人に教えを請う素直さがある分、飲み込みが早い。
最初は大差をつけて勝っていたけれど、そろそろ負けが近づいてきそうだ。
しかし、またなぜ私はオセロなんかしているのだろう……。
ちょっと言ったにもかかわらず、オセロを始めてから優に3時間は経過していた。
「あの……お仕事は?」
デスクの上に置いたまま放置されている書類の存在がズドンと両肩に重くのしかかってくる。
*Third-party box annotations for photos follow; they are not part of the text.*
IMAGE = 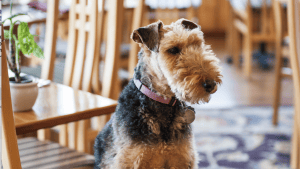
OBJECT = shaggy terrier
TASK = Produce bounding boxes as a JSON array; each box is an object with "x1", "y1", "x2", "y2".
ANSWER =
[{"x1": 94, "y1": 19, "x2": 222, "y2": 169}]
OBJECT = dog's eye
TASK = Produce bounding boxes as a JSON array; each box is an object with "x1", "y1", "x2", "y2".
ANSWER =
[{"x1": 168, "y1": 47, "x2": 180, "y2": 55}]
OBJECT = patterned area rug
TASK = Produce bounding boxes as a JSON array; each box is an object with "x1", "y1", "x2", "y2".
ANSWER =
[{"x1": 192, "y1": 107, "x2": 294, "y2": 169}]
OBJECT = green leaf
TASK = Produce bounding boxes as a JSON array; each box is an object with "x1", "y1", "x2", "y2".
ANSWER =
[
  {"x1": 4, "y1": 29, "x2": 9, "y2": 39},
  {"x1": 18, "y1": 22, "x2": 44, "y2": 58}
]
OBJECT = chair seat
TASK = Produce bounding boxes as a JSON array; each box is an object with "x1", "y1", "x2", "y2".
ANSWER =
[{"x1": 18, "y1": 137, "x2": 95, "y2": 169}]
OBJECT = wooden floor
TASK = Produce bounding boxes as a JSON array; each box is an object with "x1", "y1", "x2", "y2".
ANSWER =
[
  {"x1": 196, "y1": 35, "x2": 293, "y2": 108},
  {"x1": 22, "y1": 34, "x2": 293, "y2": 108}
]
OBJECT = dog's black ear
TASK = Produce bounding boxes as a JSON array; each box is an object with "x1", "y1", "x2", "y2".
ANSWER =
[
  {"x1": 131, "y1": 21, "x2": 163, "y2": 52},
  {"x1": 181, "y1": 19, "x2": 199, "y2": 30}
]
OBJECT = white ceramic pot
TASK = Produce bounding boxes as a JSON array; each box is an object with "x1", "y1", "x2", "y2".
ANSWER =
[{"x1": 9, "y1": 78, "x2": 39, "y2": 112}]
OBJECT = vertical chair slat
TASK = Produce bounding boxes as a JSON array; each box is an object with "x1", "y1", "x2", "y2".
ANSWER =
[
  {"x1": 1, "y1": 27, "x2": 21, "y2": 169},
  {"x1": 82, "y1": 1, "x2": 99, "y2": 92},
  {"x1": 37, "y1": 0, "x2": 59, "y2": 140},
  {"x1": 64, "y1": 0, "x2": 78, "y2": 86},
  {"x1": 128, "y1": 0, "x2": 145, "y2": 78},
  {"x1": 41, "y1": 0, "x2": 59, "y2": 80},
  {"x1": 71, "y1": 0, "x2": 86, "y2": 89},
  {"x1": 92, "y1": 0, "x2": 105, "y2": 94},
  {"x1": 102, "y1": 0, "x2": 123, "y2": 99}
]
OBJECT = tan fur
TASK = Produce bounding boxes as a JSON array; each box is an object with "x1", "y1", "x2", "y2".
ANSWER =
[
  {"x1": 109, "y1": 140, "x2": 197, "y2": 169},
  {"x1": 98, "y1": 19, "x2": 222, "y2": 169},
  {"x1": 140, "y1": 20, "x2": 222, "y2": 104}
]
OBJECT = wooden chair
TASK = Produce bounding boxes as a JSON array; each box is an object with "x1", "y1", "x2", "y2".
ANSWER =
[
  {"x1": 273, "y1": 1, "x2": 292, "y2": 125},
  {"x1": 39, "y1": 0, "x2": 123, "y2": 153},
  {"x1": 287, "y1": 0, "x2": 300, "y2": 168},
  {"x1": 128, "y1": 0, "x2": 145, "y2": 78},
  {"x1": 1, "y1": 31, "x2": 94, "y2": 169},
  {"x1": 231, "y1": 0, "x2": 275, "y2": 77}
]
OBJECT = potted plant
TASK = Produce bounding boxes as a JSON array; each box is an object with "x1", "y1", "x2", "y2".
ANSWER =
[{"x1": 2, "y1": 1, "x2": 44, "y2": 111}]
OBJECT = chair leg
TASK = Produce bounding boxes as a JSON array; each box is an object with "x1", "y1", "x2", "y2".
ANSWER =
[
  {"x1": 243, "y1": 35, "x2": 252, "y2": 78},
  {"x1": 231, "y1": 30, "x2": 241, "y2": 67},
  {"x1": 273, "y1": 44, "x2": 282, "y2": 126},
  {"x1": 290, "y1": 118, "x2": 300, "y2": 169},
  {"x1": 37, "y1": 129, "x2": 51, "y2": 141},
  {"x1": 59, "y1": 124, "x2": 69, "y2": 147}
]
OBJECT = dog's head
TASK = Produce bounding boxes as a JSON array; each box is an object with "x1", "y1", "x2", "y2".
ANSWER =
[{"x1": 131, "y1": 19, "x2": 222, "y2": 103}]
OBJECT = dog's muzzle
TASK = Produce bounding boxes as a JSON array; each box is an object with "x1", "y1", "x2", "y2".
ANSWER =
[{"x1": 202, "y1": 80, "x2": 217, "y2": 93}]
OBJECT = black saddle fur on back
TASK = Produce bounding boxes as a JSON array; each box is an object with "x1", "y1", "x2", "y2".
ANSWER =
[{"x1": 94, "y1": 73, "x2": 191, "y2": 168}]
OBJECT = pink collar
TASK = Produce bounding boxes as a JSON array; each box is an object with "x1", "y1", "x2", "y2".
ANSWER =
[{"x1": 133, "y1": 78, "x2": 177, "y2": 106}]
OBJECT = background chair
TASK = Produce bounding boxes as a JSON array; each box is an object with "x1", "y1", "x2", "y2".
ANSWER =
[
  {"x1": 1, "y1": 28, "x2": 94, "y2": 169},
  {"x1": 287, "y1": 0, "x2": 300, "y2": 168},
  {"x1": 273, "y1": 1, "x2": 292, "y2": 125},
  {"x1": 38, "y1": 0, "x2": 123, "y2": 153},
  {"x1": 228, "y1": 0, "x2": 275, "y2": 77}
]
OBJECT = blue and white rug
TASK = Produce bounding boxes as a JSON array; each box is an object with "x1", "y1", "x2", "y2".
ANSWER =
[{"x1": 192, "y1": 107, "x2": 294, "y2": 169}]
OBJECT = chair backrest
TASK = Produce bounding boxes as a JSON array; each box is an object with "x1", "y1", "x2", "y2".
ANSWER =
[
  {"x1": 1, "y1": 28, "x2": 21, "y2": 169},
  {"x1": 63, "y1": 0, "x2": 99, "y2": 92}
]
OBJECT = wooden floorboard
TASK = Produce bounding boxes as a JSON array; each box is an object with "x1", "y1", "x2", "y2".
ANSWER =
[{"x1": 195, "y1": 36, "x2": 293, "y2": 109}]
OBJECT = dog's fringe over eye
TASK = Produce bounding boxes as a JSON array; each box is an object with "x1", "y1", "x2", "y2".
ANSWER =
[{"x1": 168, "y1": 47, "x2": 180, "y2": 55}]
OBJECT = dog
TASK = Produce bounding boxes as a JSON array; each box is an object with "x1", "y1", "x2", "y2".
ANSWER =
[{"x1": 94, "y1": 19, "x2": 222, "y2": 169}]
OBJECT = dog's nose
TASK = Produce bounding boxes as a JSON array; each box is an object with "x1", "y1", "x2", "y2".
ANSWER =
[{"x1": 203, "y1": 80, "x2": 216, "y2": 93}]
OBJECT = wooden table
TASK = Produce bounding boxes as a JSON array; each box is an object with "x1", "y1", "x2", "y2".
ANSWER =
[{"x1": 14, "y1": 82, "x2": 117, "y2": 135}]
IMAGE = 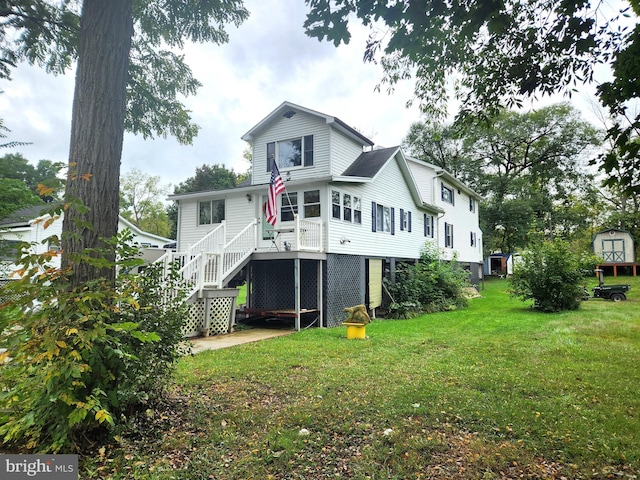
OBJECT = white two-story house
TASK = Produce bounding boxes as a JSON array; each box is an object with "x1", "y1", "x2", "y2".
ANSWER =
[{"x1": 169, "y1": 102, "x2": 482, "y2": 334}]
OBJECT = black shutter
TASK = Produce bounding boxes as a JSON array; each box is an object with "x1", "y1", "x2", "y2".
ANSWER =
[
  {"x1": 391, "y1": 207, "x2": 396, "y2": 235},
  {"x1": 267, "y1": 142, "x2": 276, "y2": 172},
  {"x1": 304, "y1": 135, "x2": 313, "y2": 167},
  {"x1": 371, "y1": 202, "x2": 377, "y2": 232}
]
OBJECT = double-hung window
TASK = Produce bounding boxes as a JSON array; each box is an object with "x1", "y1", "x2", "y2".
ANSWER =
[
  {"x1": 280, "y1": 192, "x2": 298, "y2": 222},
  {"x1": 371, "y1": 202, "x2": 395, "y2": 235},
  {"x1": 440, "y1": 183, "x2": 455, "y2": 205},
  {"x1": 198, "y1": 200, "x2": 225, "y2": 225},
  {"x1": 267, "y1": 135, "x2": 313, "y2": 172},
  {"x1": 424, "y1": 213, "x2": 434, "y2": 238},
  {"x1": 0, "y1": 238, "x2": 23, "y2": 262},
  {"x1": 303, "y1": 190, "x2": 320, "y2": 218},
  {"x1": 400, "y1": 208, "x2": 411, "y2": 232},
  {"x1": 444, "y1": 222, "x2": 453, "y2": 248},
  {"x1": 331, "y1": 190, "x2": 362, "y2": 224}
]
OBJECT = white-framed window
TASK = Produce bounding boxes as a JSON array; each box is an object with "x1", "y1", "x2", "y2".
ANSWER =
[
  {"x1": 424, "y1": 213, "x2": 434, "y2": 238},
  {"x1": 440, "y1": 183, "x2": 455, "y2": 205},
  {"x1": 444, "y1": 222, "x2": 453, "y2": 248},
  {"x1": 267, "y1": 135, "x2": 313, "y2": 172},
  {"x1": 0, "y1": 238, "x2": 24, "y2": 262},
  {"x1": 198, "y1": 200, "x2": 225, "y2": 225},
  {"x1": 303, "y1": 190, "x2": 321, "y2": 218},
  {"x1": 371, "y1": 202, "x2": 395, "y2": 235},
  {"x1": 280, "y1": 192, "x2": 298, "y2": 222},
  {"x1": 331, "y1": 190, "x2": 362, "y2": 225},
  {"x1": 400, "y1": 208, "x2": 411, "y2": 232}
]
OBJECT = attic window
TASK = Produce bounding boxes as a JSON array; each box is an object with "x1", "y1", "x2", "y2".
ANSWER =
[{"x1": 267, "y1": 135, "x2": 313, "y2": 172}]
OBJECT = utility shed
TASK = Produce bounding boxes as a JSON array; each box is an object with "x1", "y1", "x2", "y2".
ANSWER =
[{"x1": 593, "y1": 228, "x2": 640, "y2": 276}]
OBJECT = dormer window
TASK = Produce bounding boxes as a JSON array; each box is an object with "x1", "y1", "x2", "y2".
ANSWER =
[
  {"x1": 267, "y1": 135, "x2": 313, "y2": 172},
  {"x1": 440, "y1": 183, "x2": 455, "y2": 205}
]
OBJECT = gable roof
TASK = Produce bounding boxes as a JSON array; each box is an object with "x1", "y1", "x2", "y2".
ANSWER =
[
  {"x1": 241, "y1": 101, "x2": 373, "y2": 147},
  {"x1": 342, "y1": 147, "x2": 400, "y2": 178},
  {"x1": 406, "y1": 156, "x2": 484, "y2": 201},
  {"x1": 591, "y1": 228, "x2": 635, "y2": 243}
]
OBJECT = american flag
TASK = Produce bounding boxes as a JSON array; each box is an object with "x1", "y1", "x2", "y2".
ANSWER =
[{"x1": 266, "y1": 160, "x2": 284, "y2": 225}]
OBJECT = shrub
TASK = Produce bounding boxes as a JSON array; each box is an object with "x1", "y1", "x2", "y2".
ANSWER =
[
  {"x1": 509, "y1": 240, "x2": 593, "y2": 312},
  {"x1": 0, "y1": 227, "x2": 186, "y2": 452},
  {"x1": 387, "y1": 244, "x2": 468, "y2": 318}
]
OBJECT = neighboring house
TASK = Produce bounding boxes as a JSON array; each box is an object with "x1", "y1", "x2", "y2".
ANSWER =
[
  {"x1": 593, "y1": 228, "x2": 638, "y2": 276},
  {"x1": 484, "y1": 252, "x2": 522, "y2": 277},
  {"x1": 169, "y1": 102, "x2": 482, "y2": 330},
  {"x1": 0, "y1": 204, "x2": 172, "y2": 278}
]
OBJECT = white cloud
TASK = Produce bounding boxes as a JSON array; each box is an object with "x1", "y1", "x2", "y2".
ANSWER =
[{"x1": 0, "y1": 0, "x2": 608, "y2": 191}]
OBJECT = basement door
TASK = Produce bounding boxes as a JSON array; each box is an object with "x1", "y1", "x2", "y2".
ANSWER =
[{"x1": 367, "y1": 258, "x2": 382, "y2": 310}]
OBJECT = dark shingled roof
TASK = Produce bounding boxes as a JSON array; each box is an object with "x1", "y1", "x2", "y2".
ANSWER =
[
  {"x1": 0, "y1": 203, "x2": 55, "y2": 226},
  {"x1": 342, "y1": 147, "x2": 398, "y2": 178}
]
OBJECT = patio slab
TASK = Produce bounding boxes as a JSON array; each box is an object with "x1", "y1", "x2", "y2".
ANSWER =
[{"x1": 189, "y1": 328, "x2": 294, "y2": 353}]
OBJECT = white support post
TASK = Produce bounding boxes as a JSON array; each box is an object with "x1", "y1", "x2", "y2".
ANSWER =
[
  {"x1": 293, "y1": 258, "x2": 300, "y2": 332},
  {"x1": 316, "y1": 260, "x2": 324, "y2": 328}
]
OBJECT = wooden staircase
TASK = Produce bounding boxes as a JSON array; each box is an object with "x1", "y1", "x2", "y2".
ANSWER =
[{"x1": 156, "y1": 219, "x2": 258, "y2": 299}]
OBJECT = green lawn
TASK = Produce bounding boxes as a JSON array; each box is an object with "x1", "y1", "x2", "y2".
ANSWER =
[{"x1": 81, "y1": 277, "x2": 640, "y2": 480}]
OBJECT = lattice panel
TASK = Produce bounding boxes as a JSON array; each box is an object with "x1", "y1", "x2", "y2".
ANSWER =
[
  {"x1": 252, "y1": 260, "x2": 295, "y2": 309},
  {"x1": 182, "y1": 300, "x2": 205, "y2": 337},
  {"x1": 251, "y1": 260, "x2": 318, "y2": 309},
  {"x1": 324, "y1": 255, "x2": 365, "y2": 327},
  {"x1": 208, "y1": 297, "x2": 234, "y2": 335},
  {"x1": 300, "y1": 260, "x2": 318, "y2": 308}
]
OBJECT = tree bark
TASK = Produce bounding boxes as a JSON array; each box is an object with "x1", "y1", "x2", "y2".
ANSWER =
[{"x1": 62, "y1": 0, "x2": 133, "y2": 286}]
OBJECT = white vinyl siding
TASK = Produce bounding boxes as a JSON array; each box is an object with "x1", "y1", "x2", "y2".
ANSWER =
[{"x1": 252, "y1": 112, "x2": 330, "y2": 185}]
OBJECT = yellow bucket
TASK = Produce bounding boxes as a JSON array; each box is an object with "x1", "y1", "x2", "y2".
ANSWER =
[{"x1": 343, "y1": 322, "x2": 367, "y2": 340}]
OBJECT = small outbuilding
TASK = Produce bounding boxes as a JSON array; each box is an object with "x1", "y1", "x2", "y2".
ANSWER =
[{"x1": 593, "y1": 228, "x2": 640, "y2": 276}]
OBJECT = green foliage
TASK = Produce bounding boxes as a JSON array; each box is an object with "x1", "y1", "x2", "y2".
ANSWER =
[
  {"x1": 120, "y1": 168, "x2": 169, "y2": 237},
  {"x1": 80, "y1": 277, "x2": 640, "y2": 480},
  {"x1": 509, "y1": 240, "x2": 596, "y2": 312},
  {"x1": 0, "y1": 227, "x2": 186, "y2": 452},
  {"x1": 0, "y1": 178, "x2": 42, "y2": 219},
  {"x1": 0, "y1": 153, "x2": 63, "y2": 206},
  {"x1": 385, "y1": 244, "x2": 469, "y2": 318},
  {"x1": 405, "y1": 103, "x2": 604, "y2": 254},
  {"x1": 304, "y1": 0, "x2": 640, "y2": 193}
]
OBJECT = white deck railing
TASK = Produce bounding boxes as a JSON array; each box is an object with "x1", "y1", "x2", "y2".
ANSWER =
[
  {"x1": 155, "y1": 216, "x2": 323, "y2": 298},
  {"x1": 295, "y1": 215, "x2": 322, "y2": 252},
  {"x1": 186, "y1": 220, "x2": 227, "y2": 258},
  {"x1": 217, "y1": 219, "x2": 258, "y2": 287}
]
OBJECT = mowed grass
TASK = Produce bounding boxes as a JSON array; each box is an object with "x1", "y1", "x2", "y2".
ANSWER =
[{"x1": 81, "y1": 277, "x2": 640, "y2": 479}]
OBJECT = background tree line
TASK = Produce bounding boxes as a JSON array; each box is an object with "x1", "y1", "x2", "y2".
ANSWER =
[{"x1": 0, "y1": 103, "x2": 640, "y2": 260}]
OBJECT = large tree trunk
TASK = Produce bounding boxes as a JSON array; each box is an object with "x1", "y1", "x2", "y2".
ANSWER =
[{"x1": 62, "y1": 0, "x2": 133, "y2": 286}]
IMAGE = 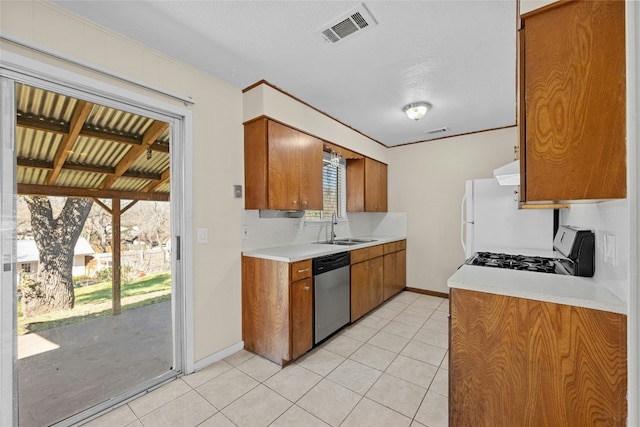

急ぎと言われたものだけでも片づけてもらわないと、私が雇われた意味がない。
「仕事……?」
仕事の話をしだすと篤典さんは急にとぼけだし、下手くそな口笛まで吹き出した。
(誤魔化されないんだから……!!)
恨めしげにジィッと睨むとまずいと思ったのか、たった今思い出したように拳を打った。
「ああ!!仕事ね。後でやるよ」
後でって……こんなに一杯あるのに!?
「さあ、もう一回だ!!」
再戦を申し込んできた篤典さんを見て、頭が痛くなってくる。
これ以上、彼のペースに巻き込まれると危険だ。
常識に捕らわれない自由な発想は美点ではあるが、勤め人としての責任感があるのかどうかは、別問題である。